David strich ihr mit einer Hand durch das Haar. »Du bietest einer Seele keinen Boden. Bei mir war da bereits etwas ... Es gab einen Grund, auf dem der Funke sich nähren konnte, um so zu werden, wie er jetzt ist: Nadja. Aber du bist anders. Selbst wenn etwas überspringen würde, es würde sofort verkümmern.«
Bist du dir da sicher?
, wollte sie fragen, doch wozu? Sie musste seinem Instinkt vertrauen. Rian atmete durch und senkte den Blick. »Also gut«, sagte sie. »Versuchen wir es.«
Sie drehte sich um und streckte die Arme aus. David trat dicht an sie heran, schmiegte seine Arme und Hände an ihre und stellte seine Beine schräg hinter Rians. Gemeinsam bewegten sie die Arme und schufen Schlingen, die ihre Körper gegen alle äußeren Einflüsse zusammenhalten würden. Lediglich ihr Wille konnte die Verbindung jetzt noch aufheben.
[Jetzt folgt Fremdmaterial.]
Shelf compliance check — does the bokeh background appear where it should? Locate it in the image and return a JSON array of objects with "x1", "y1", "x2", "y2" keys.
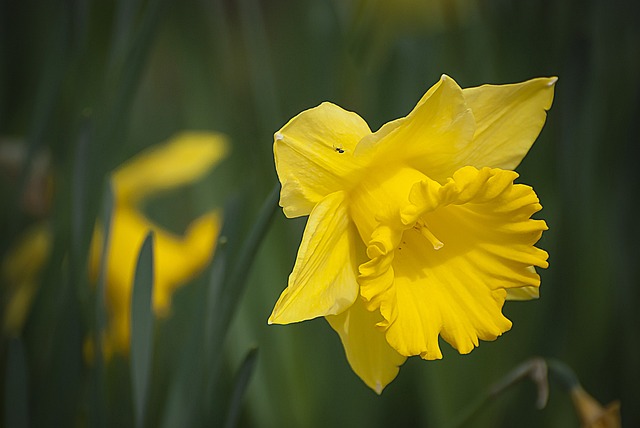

Rian legte den Kopf zurück gegen Davids Schulter und schloss die Augen. All ihre Konzentration ging auf das Band zwischen ihnen über. Sie tastete sich darauf voran, spürte, wie er sich von der anderen Seite nach ihr ausstreckte. All ihre Gedanken und Empfindungen nahm sie mit sich in diesen Raum zwischen ihnen, und ebenso tat es David. Sie näherten sich einander an, berührten sich und verflochten sich auf eine Art, wie es nur Wesen möglich war, die keinerlei Vorbehalte gegenüber dem anderen hatten.